By: Susan Bloom
As students returned to the University of Utah in Salt Lake City in August 2012 to begin the fall session, they experienced more than just the usual round of new teachers and classes-they also found newly upgraded lighting in two large classrooms within the campus’s James Fletcher building. Thanks to a successful LED up -grade by Crescent Electric Supply and lighting rep agency DMA Total Lighting Concepts involving MaxLite LEDs and Lutron controls, the 30,000-student university enjoyed a welcome crash course in the benefits of energy efficiency, cost savings, and maintenance reductions.
Since the two rotunda classrooms in question each seated 200 students and hosted a variety of important lectures on a daily basis, the quality, energy efficiency, and ease of use of the lighting systems were of paramount importance to students, faculty, and especially University of Utah Construction Manager Craig Erickson. His electric shop was typically called on weekly to fix sockets or replace any of the rooms’ outdated 200W halogen recessed cans as they burned out.
This was a proposition made more difficult and time consuming not only by the classrooms’ sloped ceilings, which ranged in height from 10´ to 22´, but also because the school required the lighting upgrade to be completed quickly before the start of the new semester so as to avoid any disruption to classes or campus operations.
Working with MaxLite’s rep agency DMA Total Lighting Concepts and Crescent Electric’s Salt Lake City branch, the university replaced each of the two classrooms’ 40 halogen lights with low voltage switch relays and thirty-six 50W 2x2’ direct-lit LED flat-panel models with surface-mount kits from MaxLite.
Additionally, twenty-three 11W PAR30 LED lamps with a spot beam angle were installed in front of each of the classrooms to help highlight the chalkboard. Both the fixtures and the lamps were dimmable and were installed with Lutron GRAFIK Eye lighting control units and occupancy sensors to drive additional energy savings, extend the life of the LEDs, and enable enhanced controllability.

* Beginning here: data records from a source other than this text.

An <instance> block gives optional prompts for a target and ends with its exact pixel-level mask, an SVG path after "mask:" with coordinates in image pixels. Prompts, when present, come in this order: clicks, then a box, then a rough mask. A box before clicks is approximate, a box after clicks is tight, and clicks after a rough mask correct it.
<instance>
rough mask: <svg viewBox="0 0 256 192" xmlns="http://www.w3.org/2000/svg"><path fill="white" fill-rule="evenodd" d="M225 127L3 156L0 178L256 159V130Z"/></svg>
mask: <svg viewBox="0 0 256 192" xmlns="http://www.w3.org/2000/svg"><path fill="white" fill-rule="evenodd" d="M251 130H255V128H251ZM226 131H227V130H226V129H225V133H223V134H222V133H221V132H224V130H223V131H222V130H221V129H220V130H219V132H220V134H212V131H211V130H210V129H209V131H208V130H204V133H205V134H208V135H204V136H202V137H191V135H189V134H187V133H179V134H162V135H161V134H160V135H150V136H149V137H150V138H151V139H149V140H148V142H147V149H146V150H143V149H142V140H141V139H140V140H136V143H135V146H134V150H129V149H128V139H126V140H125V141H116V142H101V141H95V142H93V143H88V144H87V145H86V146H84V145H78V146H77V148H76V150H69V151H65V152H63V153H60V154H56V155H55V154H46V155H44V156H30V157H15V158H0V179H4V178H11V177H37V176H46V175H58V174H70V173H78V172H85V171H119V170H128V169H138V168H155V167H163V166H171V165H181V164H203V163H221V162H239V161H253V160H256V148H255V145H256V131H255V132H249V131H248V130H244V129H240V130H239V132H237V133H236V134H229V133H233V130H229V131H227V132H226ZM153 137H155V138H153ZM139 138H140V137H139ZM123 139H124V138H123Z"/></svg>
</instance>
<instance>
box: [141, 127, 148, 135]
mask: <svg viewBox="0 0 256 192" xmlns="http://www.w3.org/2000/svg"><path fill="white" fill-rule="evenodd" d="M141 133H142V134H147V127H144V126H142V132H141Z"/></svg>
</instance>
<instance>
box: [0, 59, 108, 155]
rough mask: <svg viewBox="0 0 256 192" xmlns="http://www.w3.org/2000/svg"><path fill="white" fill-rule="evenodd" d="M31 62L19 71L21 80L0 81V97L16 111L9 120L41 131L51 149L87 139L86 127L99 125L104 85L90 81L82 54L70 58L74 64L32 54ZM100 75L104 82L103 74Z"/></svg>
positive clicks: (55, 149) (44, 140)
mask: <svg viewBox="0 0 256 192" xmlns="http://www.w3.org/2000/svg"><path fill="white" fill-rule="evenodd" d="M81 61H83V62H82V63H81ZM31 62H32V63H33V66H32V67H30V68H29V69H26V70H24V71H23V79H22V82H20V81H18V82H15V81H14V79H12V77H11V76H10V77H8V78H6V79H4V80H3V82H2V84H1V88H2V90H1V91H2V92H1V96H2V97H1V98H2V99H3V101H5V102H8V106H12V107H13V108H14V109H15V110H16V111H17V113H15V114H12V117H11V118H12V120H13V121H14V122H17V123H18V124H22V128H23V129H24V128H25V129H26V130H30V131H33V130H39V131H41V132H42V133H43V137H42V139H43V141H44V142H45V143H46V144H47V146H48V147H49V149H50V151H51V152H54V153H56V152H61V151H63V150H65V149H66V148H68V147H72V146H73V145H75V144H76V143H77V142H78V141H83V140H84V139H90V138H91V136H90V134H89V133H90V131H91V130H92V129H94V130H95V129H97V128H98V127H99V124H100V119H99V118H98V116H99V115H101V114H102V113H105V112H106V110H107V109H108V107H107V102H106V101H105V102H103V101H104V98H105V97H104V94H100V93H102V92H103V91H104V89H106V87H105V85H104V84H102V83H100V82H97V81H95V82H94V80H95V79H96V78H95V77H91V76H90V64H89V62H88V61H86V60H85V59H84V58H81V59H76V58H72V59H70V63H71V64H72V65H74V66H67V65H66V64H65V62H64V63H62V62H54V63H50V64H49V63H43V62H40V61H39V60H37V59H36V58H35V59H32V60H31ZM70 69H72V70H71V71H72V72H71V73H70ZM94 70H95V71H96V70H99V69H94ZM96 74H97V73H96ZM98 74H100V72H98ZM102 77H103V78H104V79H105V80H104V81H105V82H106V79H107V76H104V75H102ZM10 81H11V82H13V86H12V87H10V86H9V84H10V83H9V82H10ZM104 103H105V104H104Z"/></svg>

Working jointly with DMA’s Bob Willardsen, “We developed lighting layouts and selected MaxLite LED fixtures based on the clean design of their flat-panel displays and their ability to work with the control system used,” said Gabriel Arzate, former account manager at Crescent Electric and current member of DMA’s outside sales specification team.

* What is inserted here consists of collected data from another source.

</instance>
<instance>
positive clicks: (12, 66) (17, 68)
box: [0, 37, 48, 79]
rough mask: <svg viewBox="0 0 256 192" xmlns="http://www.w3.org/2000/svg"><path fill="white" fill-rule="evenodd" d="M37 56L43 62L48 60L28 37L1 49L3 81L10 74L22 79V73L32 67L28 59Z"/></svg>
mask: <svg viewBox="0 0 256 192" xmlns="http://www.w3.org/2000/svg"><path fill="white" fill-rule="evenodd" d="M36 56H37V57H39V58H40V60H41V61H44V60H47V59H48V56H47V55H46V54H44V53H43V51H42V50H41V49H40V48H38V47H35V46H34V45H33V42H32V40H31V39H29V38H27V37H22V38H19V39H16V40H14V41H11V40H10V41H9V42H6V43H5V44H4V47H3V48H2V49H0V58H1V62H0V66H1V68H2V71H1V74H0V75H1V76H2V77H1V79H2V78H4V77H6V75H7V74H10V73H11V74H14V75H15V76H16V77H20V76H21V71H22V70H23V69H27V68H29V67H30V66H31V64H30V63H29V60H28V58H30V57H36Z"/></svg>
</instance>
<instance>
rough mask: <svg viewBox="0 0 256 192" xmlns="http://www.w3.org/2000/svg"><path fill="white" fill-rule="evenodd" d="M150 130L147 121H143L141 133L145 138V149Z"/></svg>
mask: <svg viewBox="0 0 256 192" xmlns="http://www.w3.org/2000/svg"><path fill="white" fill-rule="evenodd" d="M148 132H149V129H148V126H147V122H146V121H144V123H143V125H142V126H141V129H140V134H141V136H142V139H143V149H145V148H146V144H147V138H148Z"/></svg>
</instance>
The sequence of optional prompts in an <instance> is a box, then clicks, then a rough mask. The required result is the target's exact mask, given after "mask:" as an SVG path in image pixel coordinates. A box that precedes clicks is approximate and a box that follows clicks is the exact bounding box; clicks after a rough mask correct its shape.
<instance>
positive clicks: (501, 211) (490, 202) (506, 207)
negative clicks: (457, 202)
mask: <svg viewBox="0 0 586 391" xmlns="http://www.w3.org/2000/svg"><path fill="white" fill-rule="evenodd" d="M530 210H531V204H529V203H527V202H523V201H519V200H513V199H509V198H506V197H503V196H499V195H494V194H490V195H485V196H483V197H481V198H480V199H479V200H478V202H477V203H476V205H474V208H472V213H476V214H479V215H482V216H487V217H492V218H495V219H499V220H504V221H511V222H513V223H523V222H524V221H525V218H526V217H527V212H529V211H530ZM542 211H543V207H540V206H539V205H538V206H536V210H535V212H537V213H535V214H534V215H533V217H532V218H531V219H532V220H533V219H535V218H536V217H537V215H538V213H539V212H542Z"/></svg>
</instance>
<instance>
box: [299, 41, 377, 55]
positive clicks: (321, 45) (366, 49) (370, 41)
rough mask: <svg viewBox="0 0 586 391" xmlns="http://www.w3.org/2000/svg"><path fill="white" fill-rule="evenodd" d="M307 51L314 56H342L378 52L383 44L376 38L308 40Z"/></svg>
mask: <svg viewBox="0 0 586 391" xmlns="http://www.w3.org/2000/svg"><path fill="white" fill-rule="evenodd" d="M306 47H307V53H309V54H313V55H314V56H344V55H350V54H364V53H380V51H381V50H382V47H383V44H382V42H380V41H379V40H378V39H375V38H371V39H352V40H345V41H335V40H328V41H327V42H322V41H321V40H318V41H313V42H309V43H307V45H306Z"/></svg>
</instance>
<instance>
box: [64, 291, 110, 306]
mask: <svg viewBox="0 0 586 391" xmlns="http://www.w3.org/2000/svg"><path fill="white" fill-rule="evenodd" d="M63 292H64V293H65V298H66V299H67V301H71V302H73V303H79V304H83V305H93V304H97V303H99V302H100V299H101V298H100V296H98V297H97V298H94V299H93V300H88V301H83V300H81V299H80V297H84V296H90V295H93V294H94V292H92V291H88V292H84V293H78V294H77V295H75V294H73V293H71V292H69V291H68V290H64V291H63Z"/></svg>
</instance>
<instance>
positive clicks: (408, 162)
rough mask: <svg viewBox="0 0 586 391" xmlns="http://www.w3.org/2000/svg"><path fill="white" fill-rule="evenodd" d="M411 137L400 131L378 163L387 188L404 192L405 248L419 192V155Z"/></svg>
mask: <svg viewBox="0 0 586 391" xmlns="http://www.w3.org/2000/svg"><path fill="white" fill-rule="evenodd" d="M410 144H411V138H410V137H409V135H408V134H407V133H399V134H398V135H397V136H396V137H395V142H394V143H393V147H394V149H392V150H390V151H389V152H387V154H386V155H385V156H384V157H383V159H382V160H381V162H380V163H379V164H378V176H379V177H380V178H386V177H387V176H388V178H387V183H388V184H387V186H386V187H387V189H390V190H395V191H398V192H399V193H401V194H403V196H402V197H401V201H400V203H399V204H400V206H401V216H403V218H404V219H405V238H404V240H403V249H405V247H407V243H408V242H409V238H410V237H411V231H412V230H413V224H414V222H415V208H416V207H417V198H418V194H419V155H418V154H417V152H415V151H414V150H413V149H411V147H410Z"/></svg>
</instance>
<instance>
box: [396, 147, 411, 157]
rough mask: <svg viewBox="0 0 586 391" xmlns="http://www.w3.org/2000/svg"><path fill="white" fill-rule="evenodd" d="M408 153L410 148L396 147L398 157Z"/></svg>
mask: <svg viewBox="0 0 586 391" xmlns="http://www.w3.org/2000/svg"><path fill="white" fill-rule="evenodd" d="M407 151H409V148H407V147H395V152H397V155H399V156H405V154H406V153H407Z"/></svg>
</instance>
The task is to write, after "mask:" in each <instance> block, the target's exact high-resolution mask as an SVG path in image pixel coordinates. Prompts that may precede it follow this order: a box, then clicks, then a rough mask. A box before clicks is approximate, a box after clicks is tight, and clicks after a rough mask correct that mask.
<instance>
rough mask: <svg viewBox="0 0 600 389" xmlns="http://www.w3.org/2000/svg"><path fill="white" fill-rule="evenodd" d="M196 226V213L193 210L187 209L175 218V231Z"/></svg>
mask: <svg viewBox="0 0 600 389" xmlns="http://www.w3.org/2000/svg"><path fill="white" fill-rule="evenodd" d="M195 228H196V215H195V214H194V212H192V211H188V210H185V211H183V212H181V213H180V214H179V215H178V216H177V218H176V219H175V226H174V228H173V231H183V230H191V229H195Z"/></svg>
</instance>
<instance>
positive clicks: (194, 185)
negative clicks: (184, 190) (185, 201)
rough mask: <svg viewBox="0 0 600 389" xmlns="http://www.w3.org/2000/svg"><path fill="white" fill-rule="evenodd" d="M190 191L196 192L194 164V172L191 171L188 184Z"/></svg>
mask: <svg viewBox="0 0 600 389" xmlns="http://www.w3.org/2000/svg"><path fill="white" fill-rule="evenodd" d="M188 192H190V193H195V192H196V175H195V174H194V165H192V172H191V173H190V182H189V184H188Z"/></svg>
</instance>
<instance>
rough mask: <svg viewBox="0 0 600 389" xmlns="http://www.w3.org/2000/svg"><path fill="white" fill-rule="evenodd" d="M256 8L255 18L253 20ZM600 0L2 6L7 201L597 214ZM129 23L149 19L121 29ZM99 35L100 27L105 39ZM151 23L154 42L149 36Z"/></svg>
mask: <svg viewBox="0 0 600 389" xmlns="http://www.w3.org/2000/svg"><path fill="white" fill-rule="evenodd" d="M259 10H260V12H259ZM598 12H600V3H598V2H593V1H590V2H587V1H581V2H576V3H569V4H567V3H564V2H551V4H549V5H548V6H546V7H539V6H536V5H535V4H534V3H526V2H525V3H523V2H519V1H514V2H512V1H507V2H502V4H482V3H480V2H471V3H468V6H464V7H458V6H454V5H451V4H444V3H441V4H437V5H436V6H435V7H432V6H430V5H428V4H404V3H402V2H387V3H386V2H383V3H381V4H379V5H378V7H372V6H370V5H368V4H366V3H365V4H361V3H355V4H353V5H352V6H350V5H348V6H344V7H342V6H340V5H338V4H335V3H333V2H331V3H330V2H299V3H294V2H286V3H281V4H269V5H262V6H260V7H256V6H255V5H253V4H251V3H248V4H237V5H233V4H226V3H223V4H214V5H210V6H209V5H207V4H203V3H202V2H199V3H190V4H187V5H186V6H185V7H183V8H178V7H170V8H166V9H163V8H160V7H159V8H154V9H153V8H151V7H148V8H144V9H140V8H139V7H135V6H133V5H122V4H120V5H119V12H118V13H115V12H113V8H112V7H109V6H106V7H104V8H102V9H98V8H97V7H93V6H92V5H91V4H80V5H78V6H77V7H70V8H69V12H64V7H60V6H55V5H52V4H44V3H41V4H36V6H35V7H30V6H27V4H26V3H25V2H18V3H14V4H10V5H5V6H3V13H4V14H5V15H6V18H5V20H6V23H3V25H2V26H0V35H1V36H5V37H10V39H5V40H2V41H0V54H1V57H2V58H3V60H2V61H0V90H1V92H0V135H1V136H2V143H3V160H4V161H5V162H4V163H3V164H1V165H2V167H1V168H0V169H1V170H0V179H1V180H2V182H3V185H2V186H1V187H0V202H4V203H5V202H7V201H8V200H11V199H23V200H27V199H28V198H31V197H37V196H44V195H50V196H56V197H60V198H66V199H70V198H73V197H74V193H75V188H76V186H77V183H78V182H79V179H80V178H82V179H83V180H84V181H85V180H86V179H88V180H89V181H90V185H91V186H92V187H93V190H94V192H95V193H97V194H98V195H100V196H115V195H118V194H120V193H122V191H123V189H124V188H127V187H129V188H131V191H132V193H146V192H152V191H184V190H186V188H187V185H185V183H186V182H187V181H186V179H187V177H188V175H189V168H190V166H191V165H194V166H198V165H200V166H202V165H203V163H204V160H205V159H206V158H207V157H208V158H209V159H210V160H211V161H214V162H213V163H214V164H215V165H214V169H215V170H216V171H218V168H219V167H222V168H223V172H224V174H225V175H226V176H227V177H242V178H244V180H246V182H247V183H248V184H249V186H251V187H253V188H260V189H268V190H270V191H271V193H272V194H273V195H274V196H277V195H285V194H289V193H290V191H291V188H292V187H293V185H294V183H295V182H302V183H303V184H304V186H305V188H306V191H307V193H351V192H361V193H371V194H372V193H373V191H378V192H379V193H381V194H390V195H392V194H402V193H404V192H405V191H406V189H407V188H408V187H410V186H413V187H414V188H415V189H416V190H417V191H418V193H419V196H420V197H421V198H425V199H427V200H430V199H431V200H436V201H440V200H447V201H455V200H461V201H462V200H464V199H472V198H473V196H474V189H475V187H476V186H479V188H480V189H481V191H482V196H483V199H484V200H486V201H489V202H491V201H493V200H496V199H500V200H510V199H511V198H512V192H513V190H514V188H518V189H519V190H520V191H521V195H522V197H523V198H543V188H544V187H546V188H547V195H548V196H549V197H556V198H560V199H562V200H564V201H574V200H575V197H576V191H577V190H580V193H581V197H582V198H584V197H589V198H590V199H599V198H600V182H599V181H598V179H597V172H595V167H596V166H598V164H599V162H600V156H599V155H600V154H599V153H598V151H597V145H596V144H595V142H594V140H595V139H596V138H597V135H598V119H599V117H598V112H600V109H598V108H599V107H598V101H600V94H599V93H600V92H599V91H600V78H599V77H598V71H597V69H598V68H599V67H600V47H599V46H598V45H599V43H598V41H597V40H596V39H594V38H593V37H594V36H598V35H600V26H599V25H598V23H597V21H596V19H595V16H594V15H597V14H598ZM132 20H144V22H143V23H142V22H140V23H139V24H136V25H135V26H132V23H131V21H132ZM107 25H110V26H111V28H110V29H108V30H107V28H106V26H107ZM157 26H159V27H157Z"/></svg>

“We helped educate the university team and its contractors on the energy saving and maintenance-reducing benefits of LEDs as well as how to use controls with the LED panels. We were also diligent about managing the product orders to ensure they arrived on time given our tight timeline for completion.”
HIGH MARKS ALL AROUND
Compared to the outdated and inconsistent light cast by the previous halogen recessed can fixtures, the LED flat panels and PAR30s in 4100K and 3000K correlated color temperatures, respectively, provided high-quality general lighting throughout the classrooms. They also delivered over 70% greater efficiency than their predecessors—to the tune of a 690,100kWh reduction in energy consumption and $87,572 in energy and maintenance cost savings throughout the life of the LEDs—while producing twice the light.
Erickson was thrilled with the switch to LED technology, for both its financial and aesthetic benefits. “Thanks to the clarity and dimmability of the lights, students can now see more clearly and have an easier time taking notes from the overhead projectors,” he said.
“We wanted to go with LEDs mainly because they last longer, but even we were pleasantly surprised at how well they worked; everyone loves them,” Erickson shared. “In addition, Crescent and DMA were great to work with and provided outstanding support in identifying the optimal fixtures for our needs and designing a lighting layout that would ensure we had the right amount of light for the space. They were instrumental in encouraging us to consider LEDs as an option in the first place, and now we definitely plan to use MaxLite products again and make this lighting our standard across campus wherever we can.”
Since upgrading two additional classrooms and several other locations across campus with LEDs, “I feel that LEDs are the future and that their higher up-front cost is worth the investment when you consider the maintenance cost reductions along with the energy savings,” Erickson said.
For his part, Arzate couldn’t be happier for the University of Utah or for the future of the positive, seven-year partnership Crescent Electric has had with the renowned school. “Since upgrading to LEDs and raising the classrooms’ CRI to 85+, the seats, the chalkboard, and the colors of the brick can be seen much more sharply,” he noted. “At Crescent Electric, our specialty is to have what our customers want, where and when they want it. Now, in addition to the energy, cost, and maintenance savings, this 1980s classroom has truly become an inviting environment and a great place to learn.”